If the bailout is successful, then the current mass unemployment may only be temporary. In theory, the bailout ensures loan forgiveness to businesses who spend 75% of the aid on payroll, benefits, mortgage and utilities payments and rehire their workforce once the crisis ends.

Further, the bailout considerably beefs up the unemployment benefits program: Benefits are extended to categories of workers who would not have benefited before and provides an extra $600 per week on top of the payments provided by state unemployment.

These two factors are not only encouraging companies to lay off workers but also enticing workers to apply for unemployment as they should receive generous compensation.

Is this rally sustainable?

Some people claim this rally will be short lived because it is not based on solid fundamentals.

Despite the incoming bailout, which has yet to come into effect, many companies will go bankrupt. As a result, not all of the recently laid off workers will be rehired once the crisis is over. Even if the economy recovers quickly, unemployment could remain high for months to come.

Further, there is a growing fear among small businesses that banks will shortchange them and and keep a hefty chunk of the bailout loan money for themselves.

These fears are legitimate because this is what happened in 2008: Banks received hundreds of billions in bailout money they were supposed to reinject into the real economy but didn’t. Instead, they used those funds to buy equities, merge with other banks and pay themselves huge bonuses.

There is already news circulating that banks are submerged with applications and that many businesses are being refused help. Critics of the bailout point to the lack of governmental oversights as a sign that this scenario was inevitable.

Lastly, many observers believe that the total bailout for small businesses is simply insufficient. With under $500 billion in federal aid for small businesses, they are convinced that Congress will be called upon to provide more money. Mnuchin has already declared that he is willing to ask for more funds as Congress has shown massive bipartisan support for these measures.

The question is how long will it take to obtain these funds and how many businesses will go under by the time the money is made available?

What about the cruise lines?

Despite Trump declaring that he was a big fan of cruise companies, they have been left out of the federal bailout. Two reasons motivated lawmakers’ decision to cut them out: They are incorporated overseas and the majority of their workforce is foreign.

The Trump administration offered the cruise lines federal aid only if they agreed to incorporate their business in the US. Realizing that this would signal the end of their tax advantages forever, the companies declined the proposal. They would rather take on more debt than pay taxes in the US. This selfish position cost them their bailout money.

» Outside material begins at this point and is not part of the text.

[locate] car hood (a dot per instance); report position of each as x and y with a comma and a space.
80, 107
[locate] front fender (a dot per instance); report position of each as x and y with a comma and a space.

In order to raise cash and cover their expenses, Royal Caribbean secured a $2.2 billion loan while Carnival Cruise Lines is issuing $6 billion in stocks, bonds and other securities. Some of Carnival’s bonds are sold with an incredibly attractive 12.5% interest payment. Apparently, cruise lines are still desirable: A Saudi Arabian investment fund just acquired an 8% share of Carnival.

In sum, despite all their recent struggles, investors are hopping on the cruise line stocks again: Since April 2nd, CCL stock is up 50% and RCL is up 45%.

Norwegian Cruise, the third major cruise line, also took on an extra $1.5 billion in debt to ensure it has enough cash on hand to survive the year. Its stock is up 47% since April 2nd.

When will the US reopen?

While the virus is still spreading, it appears that Trump’s wish of reopening the economy as soon as possible will come to fruition.

Indeed, some experts suggest that the outbreak could be reaching its peak: Analysts believe that the deceleration of infections in New York is a good sign for the rest of the country.

This doesn’t mean that the pandemic is under control but it does provide some room for optimism as to the economic outlook of the next few weeks.